‘Don’t worry, be happy’ is great advice, but it isn’t easy to follow when it comes to financial issues.
That’s because many of us worry about money – how much we owe, why we can’t save enough – and that doesn’t make us happy.
High on the list of financial concerns for many people are bills that need to be paid - especially credit card debt, loans and health-care costs. If we have a lot of debt, it makes it hard to save money for things like unexpected emergencies and long-term goals.
Debt is a big concern. The more money you owe the deeper the hole feels, and interest costs can add up quickly if you only make minimum payments. To make it worse, missing payments can hurt your credit rating, which can make getting a loan harder in the future.
Experts say the key here is to get those bills paid off as soon as you can. Their advice includes making more than minimum payments whenever possible and paying off loans with the highest interest rates first. That’s because minimum payments mean you’ll pay more in interest charges over time and the higher the interest rate, the more it will cost you.
The wise move here is to pay off your debts, then to start saving. Building an emergency savings is important because that money can be used instead of having to borrow for unexpected expenses such as replacing a broken refrigerator or a health issue. When it comes to health, experts also recommend having health insurance to help offset the high costs of care.

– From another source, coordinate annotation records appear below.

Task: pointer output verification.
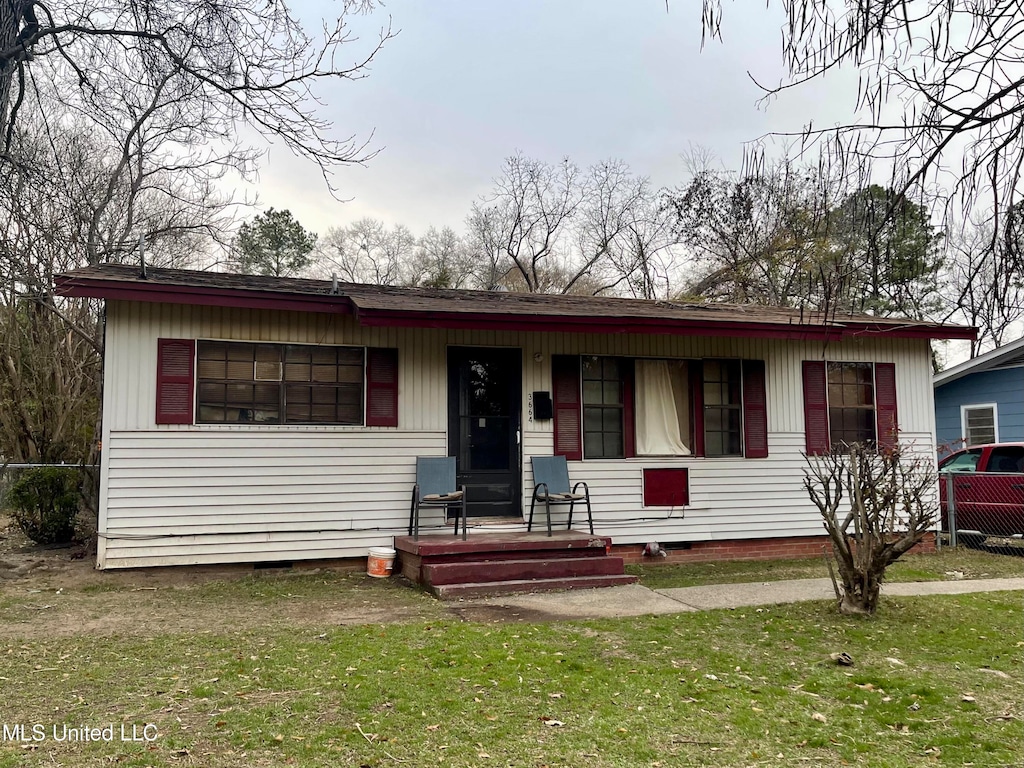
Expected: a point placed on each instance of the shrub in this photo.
(44, 503)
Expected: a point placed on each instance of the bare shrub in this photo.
(876, 505)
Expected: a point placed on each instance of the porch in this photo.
(509, 562)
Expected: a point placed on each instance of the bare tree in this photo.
(787, 236)
(211, 65)
(940, 87)
(757, 239)
(442, 259)
(369, 251)
(876, 506)
(556, 228)
(983, 282)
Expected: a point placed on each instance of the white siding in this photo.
(182, 495)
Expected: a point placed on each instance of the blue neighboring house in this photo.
(981, 400)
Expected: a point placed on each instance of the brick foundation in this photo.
(743, 549)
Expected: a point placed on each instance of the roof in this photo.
(429, 307)
(1009, 355)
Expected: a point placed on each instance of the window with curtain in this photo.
(663, 409)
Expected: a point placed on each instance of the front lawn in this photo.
(934, 681)
(943, 565)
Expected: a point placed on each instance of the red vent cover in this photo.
(666, 487)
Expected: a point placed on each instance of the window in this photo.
(847, 402)
(603, 408)
(722, 415)
(979, 423)
(851, 402)
(663, 408)
(279, 383)
(612, 408)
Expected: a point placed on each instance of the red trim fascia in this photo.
(469, 321)
(165, 294)
(207, 296)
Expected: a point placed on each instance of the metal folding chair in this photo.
(435, 487)
(551, 475)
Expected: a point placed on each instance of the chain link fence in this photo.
(983, 510)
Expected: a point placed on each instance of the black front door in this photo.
(484, 396)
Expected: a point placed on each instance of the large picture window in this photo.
(851, 403)
(279, 383)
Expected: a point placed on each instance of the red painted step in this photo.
(527, 568)
(488, 589)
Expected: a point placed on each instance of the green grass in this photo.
(727, 688)
(924, 567)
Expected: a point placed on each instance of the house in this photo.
(981, 400)
(254, 419)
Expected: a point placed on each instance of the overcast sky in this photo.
(466, 84)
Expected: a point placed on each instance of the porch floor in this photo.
(509, 562)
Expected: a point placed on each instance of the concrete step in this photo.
(476, 571)
(489, 589)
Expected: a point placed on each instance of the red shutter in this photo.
(816, 408)
(175, 367)
(755, 411)
(695, 371)
(629, 414)
(885, 404)
(565, 383)
(382, 387)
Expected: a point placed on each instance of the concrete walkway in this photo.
(634, 600)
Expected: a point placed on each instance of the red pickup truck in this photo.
(988, 488)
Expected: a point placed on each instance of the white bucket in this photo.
(380, 562)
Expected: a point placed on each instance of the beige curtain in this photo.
(662, 417)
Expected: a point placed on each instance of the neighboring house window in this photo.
(722, 414)
(612, 408)
(603, 408)
(851, 403)
(979, 423)
(847, 402)
(247, 382)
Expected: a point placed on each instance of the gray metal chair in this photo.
(435, 487)
(551, 475)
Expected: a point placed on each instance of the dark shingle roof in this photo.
(446, 307)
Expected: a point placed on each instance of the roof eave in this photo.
(979, 364)
(656, 326)
(162, 293)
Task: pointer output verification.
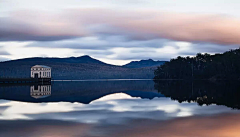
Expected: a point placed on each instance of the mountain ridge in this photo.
(79, 68)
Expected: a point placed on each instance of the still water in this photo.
(121, 108)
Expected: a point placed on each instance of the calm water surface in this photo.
(121, 108)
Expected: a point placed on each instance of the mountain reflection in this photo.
(80, 91)
(40, 91)
(203, 92)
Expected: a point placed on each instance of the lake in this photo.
(120, 108)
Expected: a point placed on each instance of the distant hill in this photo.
(83, 67)
(144, 63)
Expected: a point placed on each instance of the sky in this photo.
(117, 31)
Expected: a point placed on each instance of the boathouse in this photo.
(41, 72)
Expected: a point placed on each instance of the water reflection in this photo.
(120, 108)
(40, 91)
(225, 93)
(82, 92)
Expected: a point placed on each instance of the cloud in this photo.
(137, 24)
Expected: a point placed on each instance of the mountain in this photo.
(83, 67)
(144, 63)
(81, 59)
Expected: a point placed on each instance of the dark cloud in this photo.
(139, 25)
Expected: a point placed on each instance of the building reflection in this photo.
(40, 91)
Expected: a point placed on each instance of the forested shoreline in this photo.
(225, 66)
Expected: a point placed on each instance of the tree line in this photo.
(202, 66)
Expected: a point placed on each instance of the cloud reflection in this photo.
(111, 107)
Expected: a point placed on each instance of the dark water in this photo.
(121, 108)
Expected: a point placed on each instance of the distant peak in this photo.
(86, 56)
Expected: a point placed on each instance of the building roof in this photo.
(40, 66)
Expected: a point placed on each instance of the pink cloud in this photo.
(146, 24)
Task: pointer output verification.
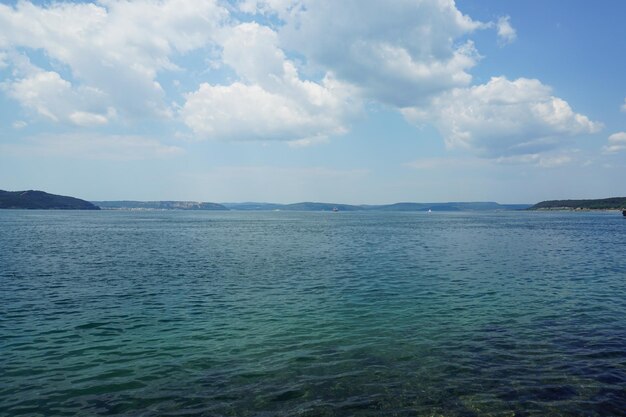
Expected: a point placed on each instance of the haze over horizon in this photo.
(287, 101)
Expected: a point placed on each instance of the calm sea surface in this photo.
(312, 314)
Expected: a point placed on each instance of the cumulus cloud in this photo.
(617, 143)
(408, 52)
(47, 94)
(115, 47)
(506, 32)
(503, 118)
(271, 102)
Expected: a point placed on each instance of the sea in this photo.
(202, 313)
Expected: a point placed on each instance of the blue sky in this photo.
(285, 101)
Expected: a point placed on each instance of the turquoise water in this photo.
(312, 314)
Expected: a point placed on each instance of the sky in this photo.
(352, 101)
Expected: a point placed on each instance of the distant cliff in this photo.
(158, 205)
(40, 200)
(613, 203)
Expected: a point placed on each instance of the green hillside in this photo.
(34, 200)
(613, 203)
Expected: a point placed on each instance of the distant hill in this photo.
(158, 205)
(309, 206)
(613, 203)
(451, 206)
(33, 200)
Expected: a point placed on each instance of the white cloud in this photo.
(92, 146)
(539, 160)
(617, 143)
(400, 56)
(271, 102)
(506, 32)
(49, 95)
(115, 47)
(503, 118)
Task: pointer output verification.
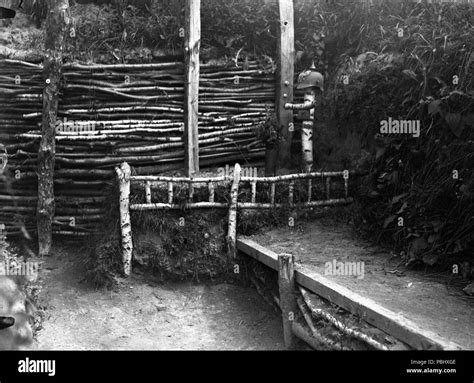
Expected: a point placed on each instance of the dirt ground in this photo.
(142, 314)
(432, 301)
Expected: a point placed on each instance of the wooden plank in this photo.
(56, 27)
(278, 155)
(192, 46)
(286, 51)
(365, 308)
(123, 174)
(148, 192)
(288, 305)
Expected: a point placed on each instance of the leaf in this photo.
(404, 206)
(417, 246)
(454, 122)
(389, 220)
(434, 107)
(410, 73)
(398, 198)
(430, 259)
(379, 152)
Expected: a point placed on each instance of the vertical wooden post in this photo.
(232, 229)
(56, 27)
(124, 174)
(148, 192)
(191, 91)
(288, 304)
(281, 156)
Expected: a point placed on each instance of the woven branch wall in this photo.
(110, 114)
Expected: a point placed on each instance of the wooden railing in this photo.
(234, 182)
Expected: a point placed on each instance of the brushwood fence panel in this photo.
(109, 114)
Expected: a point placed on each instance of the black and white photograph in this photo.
(237, 175)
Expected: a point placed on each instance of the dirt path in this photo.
(424, 299)
(145, 315)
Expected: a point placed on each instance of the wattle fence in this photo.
(109, 114)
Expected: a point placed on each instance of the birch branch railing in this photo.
(234, 182)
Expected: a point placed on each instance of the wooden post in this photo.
(148, 192)
(288, 304)
(191, 52)
(281, 156)
(56, 27)
(232, 230)
(123, 174)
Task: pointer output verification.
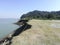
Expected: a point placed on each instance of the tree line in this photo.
(41, 15)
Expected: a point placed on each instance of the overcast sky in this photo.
(15, 8)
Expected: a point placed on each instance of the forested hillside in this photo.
(41, 15)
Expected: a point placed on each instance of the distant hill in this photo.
(41, 15)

Take the time to figure out how to balance your income and your expenses. Many people find it’s easier to automate payments and savings. That’s because you can set up automatic payments at your financial institution to pay loans and if you have leftover money you can automatically direct it into savings accounts. Be sure to also take advantage of employer matches for retirement funds; it’s essentially free money and can make a big difference over time.
Then, once you find the balance between paying debts and saving for the future, you’ll worry less and smile more.